# Meteorological time-series extraction: Part B

Author: Thiago Nascimento (thiago.nascimento@eawag.ch)

This notebook is part of the EStreams publication and was used to extract and aggregate the meteorological time-series from the E-OBS dataset. At Part B we extract the data from the nc-files and export as individual intermediate files.  
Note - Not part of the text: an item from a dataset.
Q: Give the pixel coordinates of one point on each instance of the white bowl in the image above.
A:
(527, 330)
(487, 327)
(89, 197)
* Note that this code enables not only the replicability of the current database but also the extrapolation to new catchment areas. 
* Additionally, the user should download and insert the original raw-data in the folder of the same name prior to run this code. 
* The original third-party data used were not made available in this repository due to redistribution and storage-space reasons.  

## Requirements
**Python:**

* Python>=3.6
* Jupyter
* geopandas=0.10.2
* glob
* netCDF4
* numpy
* os
* pandas
* tqdm
* concurrent

Check the Github repository for an environment.yml (for conda environments) or requirements.txt (pip) file.

**Files:**

* data/shapefiles/estreams_catchments.shp
* meteorology/eobs/{rr, tg, tn, tx, pp, hu, fg, qq}_ens_mean_0.25deg_reg_v27.0e.nc   https://www.ecad.eu/download/ensembles/download.php (Last access: 27 November 2023)
* meteorology/eobs/pet_hargreaves_025deg_v280e.nc. Derived hargreaves daily potential evapotranspiration. https://github.com/pyet-org/pyet Last access: 27 November 2023)
* In the output directory it is important to have one folder for each variable to be exported.

**Directory:**

* Clone the GitHub directory locally
* ONLY update the "PATH" variable in the section "Configurations", with their relative path to the EStreams directory. 

## References

* Cornes, R., G. van der Schrier, E.J.M. van den Besselaar, and P.D. Jones. 2018: An Ensemble Version of the E-OBS Temperature and Precipitation Datasets, J. Geophys. Res. Atmos., 123. doi:10.1029/2017JD028200

## Licenses
* EOBS: "The ECA&D data policy applies. These observational data are strictly for use in non-commercial research and non-commercial education projects only. Scientific results based on these data must be submitted for publication in the open literature without any delay linked to commercial objectives" https://www.ecad.eu/download/ensembles/download.php#guidance (Last access: 27 November 2023)

## Observations
#### E-OBS filenames

* rr = Total daily precipitation
* tg = Mean daily temperature
* tn = Minimum daily temperature
* tx = Maximum daily temperature
* pp = Mean daily air pressure at sea level
* hu = Mean daily relative humidity
* fg = Mean wind speed at 10-meters
* qq = Total daily global radiation

# Import modules

In [None]:
import os
import numpy as np
import pandas as pd
import geopandas as gpd
import tqdm
import time
import glob
import netCDF4 as nc
from concurrent.futures import ThreadPoolExecutor
from utils.meteorology import *

# Configurations

In [None]:
# Only editable variables:
# Relative path to your local directory
PATH = "../../.."
# Set the number of workers for parallel processing
num_workers = 5

# Chunk size for reading NetCDF data
chunk_size = 100  # Adjust this value based on your available memory

# Choose the variable
chosen_variable = "pet"  # Variable to be processed ["rr", "tg", "tn", "tx", "pp", "hu", "fg", "qq", "pet", "pet_iceland"]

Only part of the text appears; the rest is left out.